Witten’s Rules of Astonishment

Recently, Mike and I have found ourselves discussing several research studies with supposedly “surprising” results. While the work involved appears solid and the details of the phenomena were certainly amazing, we struggled to understand why the general phenomenon was “surprising”. Amazing, yes. Unexpected, no.  After years of such discussions, Mike has asked me to write down Witten’s Rules of Astonishment*.


I. Although unlikely events are statistically improbable, there are a shitload of independent events in any given unit of time.

a. People systematically overestimate the improbability of unlikely events and underestimate the number of events.

II. Surprise is usually a failure of imagination.

III. “Amazed” is not the same as “surprised”.

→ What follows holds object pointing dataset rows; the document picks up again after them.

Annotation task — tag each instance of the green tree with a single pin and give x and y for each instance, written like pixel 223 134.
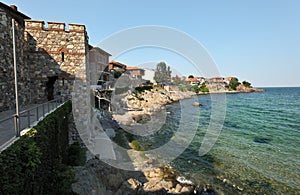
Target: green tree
pixel 246 84
pixel 162 73
pixel 234 82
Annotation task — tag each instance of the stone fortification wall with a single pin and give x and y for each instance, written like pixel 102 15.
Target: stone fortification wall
pixel 7 93
pixel 54 57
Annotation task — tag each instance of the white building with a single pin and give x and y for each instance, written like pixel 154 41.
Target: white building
pixel 149 75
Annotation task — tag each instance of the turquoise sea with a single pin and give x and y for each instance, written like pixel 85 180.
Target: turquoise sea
pixel 258 150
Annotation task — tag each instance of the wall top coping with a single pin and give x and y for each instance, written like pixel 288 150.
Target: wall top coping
pixel 55 26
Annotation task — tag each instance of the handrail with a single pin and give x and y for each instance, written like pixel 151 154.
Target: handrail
pixel 40 111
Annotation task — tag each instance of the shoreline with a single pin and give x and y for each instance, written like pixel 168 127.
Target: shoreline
pixel 153 177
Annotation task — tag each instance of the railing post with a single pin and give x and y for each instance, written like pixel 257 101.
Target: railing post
pixel 37 113
pixel 28 118
pixel 17 127
pixel 43 110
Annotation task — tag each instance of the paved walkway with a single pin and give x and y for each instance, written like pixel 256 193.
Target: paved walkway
pixel 28 116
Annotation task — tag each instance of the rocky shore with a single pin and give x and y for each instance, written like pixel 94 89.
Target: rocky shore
pixel 97 177
pixel 144 105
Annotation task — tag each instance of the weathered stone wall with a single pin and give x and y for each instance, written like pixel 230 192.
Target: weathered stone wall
pixel 98 62
pixel 54 57
pixel 7 91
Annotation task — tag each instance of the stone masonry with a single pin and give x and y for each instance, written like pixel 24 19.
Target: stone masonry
pixel 7 93
pixel 49 58
pixel 54 57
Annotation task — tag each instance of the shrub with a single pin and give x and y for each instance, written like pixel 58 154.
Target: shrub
pixel 136 146
pixel 34 164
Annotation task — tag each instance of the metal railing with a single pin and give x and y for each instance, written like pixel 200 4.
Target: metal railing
pixel 12 125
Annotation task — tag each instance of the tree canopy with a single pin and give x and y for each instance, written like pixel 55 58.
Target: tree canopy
pixel 162 73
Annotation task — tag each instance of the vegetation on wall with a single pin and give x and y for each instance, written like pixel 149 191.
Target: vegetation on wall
pixel 37 163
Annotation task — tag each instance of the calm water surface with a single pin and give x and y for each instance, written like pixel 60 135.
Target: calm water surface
pixel 257 151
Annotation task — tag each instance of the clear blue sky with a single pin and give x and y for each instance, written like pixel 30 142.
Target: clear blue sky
pixel 255 40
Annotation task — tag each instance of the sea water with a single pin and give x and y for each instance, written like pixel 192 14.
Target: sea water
pixel 257 151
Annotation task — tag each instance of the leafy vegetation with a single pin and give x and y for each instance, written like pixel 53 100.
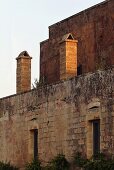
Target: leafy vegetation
pixel 97 162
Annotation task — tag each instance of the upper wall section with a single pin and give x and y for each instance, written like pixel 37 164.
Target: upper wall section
pixel 94 30
pixel 79 90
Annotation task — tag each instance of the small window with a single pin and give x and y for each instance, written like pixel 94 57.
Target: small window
pixel 35 143
pixel 79 70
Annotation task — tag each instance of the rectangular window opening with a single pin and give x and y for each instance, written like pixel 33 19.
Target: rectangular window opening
pixel 35 143
pixel 79 70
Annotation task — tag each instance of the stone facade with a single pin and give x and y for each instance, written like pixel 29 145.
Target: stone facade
pixel 64 112
pixel 93 28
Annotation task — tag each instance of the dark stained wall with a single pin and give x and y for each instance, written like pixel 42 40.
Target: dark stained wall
pixel 94 30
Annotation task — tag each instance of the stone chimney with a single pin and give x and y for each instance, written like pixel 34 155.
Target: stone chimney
pixel 68 57
pixel 23 72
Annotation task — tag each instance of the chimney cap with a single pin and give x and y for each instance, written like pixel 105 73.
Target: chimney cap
pixel 24 54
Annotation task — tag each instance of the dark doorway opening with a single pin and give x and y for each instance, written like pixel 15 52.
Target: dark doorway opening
pixel 96 137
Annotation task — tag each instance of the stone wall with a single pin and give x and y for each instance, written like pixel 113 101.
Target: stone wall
pixel 61 112
pixel 93 28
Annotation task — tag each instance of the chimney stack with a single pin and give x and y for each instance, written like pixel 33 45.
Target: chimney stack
pixel 68 57
pixel 23 72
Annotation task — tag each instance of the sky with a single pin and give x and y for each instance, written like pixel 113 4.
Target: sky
pixel 23 25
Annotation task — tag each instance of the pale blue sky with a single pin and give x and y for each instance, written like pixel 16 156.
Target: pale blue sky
pixel 23 25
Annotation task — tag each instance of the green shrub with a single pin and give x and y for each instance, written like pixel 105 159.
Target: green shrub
pixel 97 162
pixel 7 166
pixel 34 165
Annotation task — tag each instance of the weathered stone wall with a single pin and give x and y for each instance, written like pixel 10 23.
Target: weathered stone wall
pixel 93 28
pixel 61 113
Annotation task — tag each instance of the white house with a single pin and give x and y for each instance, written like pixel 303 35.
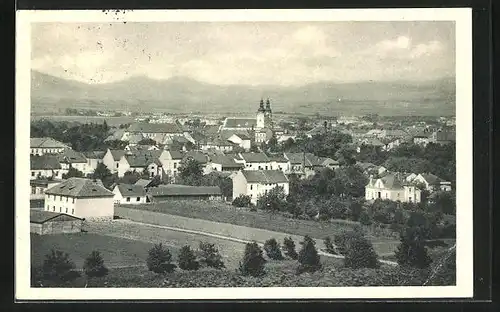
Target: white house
pixel 255 183
pixel 83 198
pixel 392 187
pixel 432 182
pixel 93 159
pixel 41 146
pixel 130 194
pixel 112 159
pixel 255 161
pixel 242 140
pixel 170 161
pixel 46 166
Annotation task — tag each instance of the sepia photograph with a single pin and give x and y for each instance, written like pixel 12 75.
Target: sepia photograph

*Though independently derived, I make no claim that these “rules” do not overlap with the “rules” of other individuals, particularly those that may have established theirs first.

Author: Josh Witten


2 thoughts on “Witten’s Rules of Astonishment”

  1. So would you say that “surprise” is properly limited to situations where we had reason to believe that something was untrue/impossible? And “amazement” is when something was unexpected, but is easy to believe once it has been announced?

    1. I’d say “surprise” is for when something does not fit expectations about how the world works. “Amazed” is for being impressed by the variety of things that are possible within the way the world works.